La Cassazione ha affermato che la pretesa fiscale, fatta valere nei confronti di soggetti residenti all’estero, dipende dalla sussistenza sul territorio nazionale di una stabile organizzazione, come individuata dall’articolo 162 TUIR e dal Commentario al Modello di Convenzioni OCSE. In particolare, la Corte ha chiarito che:
- “la stabile organizzazione … non si distingue giuridicamente dall’impresa madre, ma anzi è ad essa riconducibile”
- la sua struttura “non deve necessariamente essere dotata di autonomia gestionale o contabile, requisiti che invece hanno le succursali o sedi secondarie previste dall’art. 2506 cod. civ., le quali costituiscono solo una species tipica di stabile organizzazione (cfr.

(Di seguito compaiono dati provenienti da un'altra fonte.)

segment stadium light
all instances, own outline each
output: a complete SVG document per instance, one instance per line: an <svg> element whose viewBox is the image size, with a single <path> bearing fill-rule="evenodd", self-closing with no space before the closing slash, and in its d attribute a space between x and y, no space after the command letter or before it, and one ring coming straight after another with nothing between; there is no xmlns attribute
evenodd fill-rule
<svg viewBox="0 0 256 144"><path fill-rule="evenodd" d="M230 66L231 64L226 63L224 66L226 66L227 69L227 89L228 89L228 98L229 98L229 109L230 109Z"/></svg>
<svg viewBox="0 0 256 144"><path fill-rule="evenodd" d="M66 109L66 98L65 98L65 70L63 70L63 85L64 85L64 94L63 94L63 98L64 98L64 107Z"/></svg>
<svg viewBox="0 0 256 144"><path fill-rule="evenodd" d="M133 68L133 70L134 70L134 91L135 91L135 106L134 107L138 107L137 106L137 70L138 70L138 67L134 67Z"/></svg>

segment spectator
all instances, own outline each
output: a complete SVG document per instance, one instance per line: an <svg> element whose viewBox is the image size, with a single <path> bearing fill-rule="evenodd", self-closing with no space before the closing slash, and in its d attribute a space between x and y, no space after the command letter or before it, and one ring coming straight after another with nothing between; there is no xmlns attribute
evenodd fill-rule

Cass. 7682/2002)”
- può consistere in ogni tipo di edificio, struttura o istallazione utilizzati, anche non in forma esclusiva, per lo svolgimento dell’attività d’impresa compresa anche solo la presenza di un locale, un’area o uno spazio all’interno di un immobile, nella disponibilità del titolare
- deve avere dei requisiti oggettivi (un luogo fisico “fisso e stabile”), soggettivi (e cioè la disponibilità da parte dell’impresa estera e la sua permanenza) e funzionali (e cioè deve essere utilizzata per esercitare in tutto o in parte l’attività dell’impresa non residente per una specifica funzione, una specifica attività o proprio l’attività svolta dalla “casa madre”, a prescindere dal titolo giuridico in base al quale venga utilizzata dall’impresa estera, e deve essere idonea a produrre autonomamente un reddito – cfr. al riguardo, le “esemplificazioni negative” nel modello Ocse e nell’articolo 162 del Tuir, pienamente recepite peraltro dalla giurisprudenza di legittimità – Cassazione, nn. 30033/2018, 31609/2019, 21693/2020 e 1709/2023).
Sulla base del quadro normativo delineato, per le imposte dirette, la Cassazione ha affermato che “una stabile organizzazione materiale… è costituita da una sede d’affari in Italia di un’azienda estera”.
Per le imposte indirette, pure oggetto della controversia, la Corte ha richiamato l’accezione di stabile organizzazione quale “centro di attività stabile” (articolo 7, Dpr n. 633/1972 e articolo 9, paragrafo 1, direttiva n. 77/388) con “un grado sufficiente di permanenza e una struttura idonea, sul piano del corredo umano e tecnico, a rendere possibili in modo autonomo le prestazioni di servizi considerate” (Corte di giustizia Ue, causa C-190/95).
Nel caso in esame, la Corte ha posto in evidenza che il concetto di “base fissa” (ex articolo 14 della Convenzione) era equiparabile a quello di stabile organizzazione (ex articolo 5 della stessa Convenzione), secondo quanto indicato nel Commentario Ocse, recepito, nel nostro ordinamento dall’articolo 162 Tuir.
Di conseguenza, sulla base (anche) delle disposizioni della Convezione, la Cassazione ha concluso, che il giudice di secondo grado aveva erroneamente ritenuto non imponibili i compensi percepiti dalla contribuente, poiché aveva trascurato gli elementi attestanti la presenza della stabile organizzazione e, in particolare, la stabilità e permanenza della sede, dimostrata dall’esistenza della struttura incardinata nel territorio (casa – famiglia gestita in un immobile sito in Italia in cui esercitava attività psicopedagogica e per tale attività indipendente di natura educativa e pedagogica da plurimi anni), e la potenzialità di reddito, derivante anche dai compensi versati dall’associazione tedesca per l’attività svolta dalla dipendente nel Belpaese.
Infine, i giudici di legittimità hanno precisato che il contenuto delle informazioni scambiate tra le Amministrazioni fiscali, come riportava l’avviso di accertamento, era stato comunicato alla contribuente già con il questionario, cui la stessa aveva risposto senza alcuna contestazione e (anzi) dando atto dei corrispettivi indicati e trasmessi dal Fisco tedesco a quello italiano.